If you go to the website that Rob is referring to, you will see that right near the top there is a slowly moving clutch of quotes that come from the publications in question. I think this is a good idea. My strong point is probably not essays, or even long explanations. When I attempt any of those, I generally make some mistakes, especially given that when I wrote a lot of this stuff I was, as now, my own editor. Books? forget it. No, my biggest strength is, or was, single sentences, or at the most small clutches of sentences.

I only just saw Rob’s posting, which went up yesterday, but today is my day here for animal stuff, so, is there an animal connection here? I only started really banging on about animals in an animal rights sort of way when scientists started creating semi-affordable artificial meat, which will mean that we humans can now stop being so mean to animals, which we now do by stuffing them full of food and then slicing them up and eating them. When we’re not just keeping them as pets and merely stuffing them full of food.

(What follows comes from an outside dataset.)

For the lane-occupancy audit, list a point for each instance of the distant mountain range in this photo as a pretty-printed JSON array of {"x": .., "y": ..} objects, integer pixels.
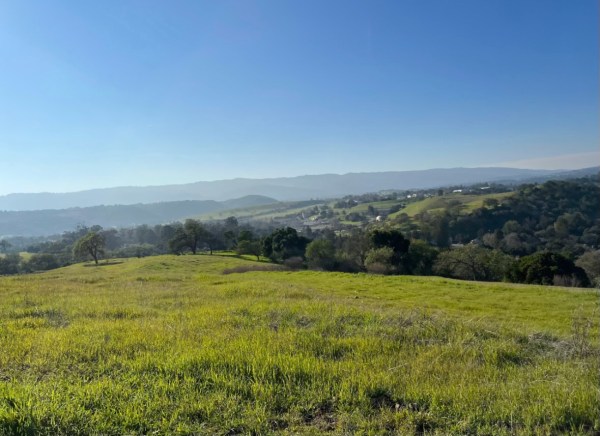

However, there is an animal link, at any rate as of now, in Rob’s very kind posting. Early manifestations of which included the subject of “Hippos”, in the bit just under the title where it says what the posting is about. “Opinions on liberty” gets a mention, but Rob would appear to have forgotten to scrub Hippos from the list, Hippos being what goes on a Samizdata posting by default if you forget to mention any subjects. Here, it is merely “uncategorized”. But Samizdata Supremo Perry de Havilland likes hippos, and knows how to make things like that happen.

If you have an argument with a hippo, about anything never mind about libertarianism, chances are you’ll lose, especially if it thinks you are in its way.

Dragons on the road map

Guy Herbert:

It’s the sort of #roadmap that has “Here be dragons” written all over it, isn’t it?

Yes. My part of Twitter is all: The politicians are tyrannising over us. I wonder. What if they are just scared? Of course, the second does not rule out the first.

Beware of all enterprises that require new clothes

Michael Jennings said this, five years ago. I believe he now has a new job.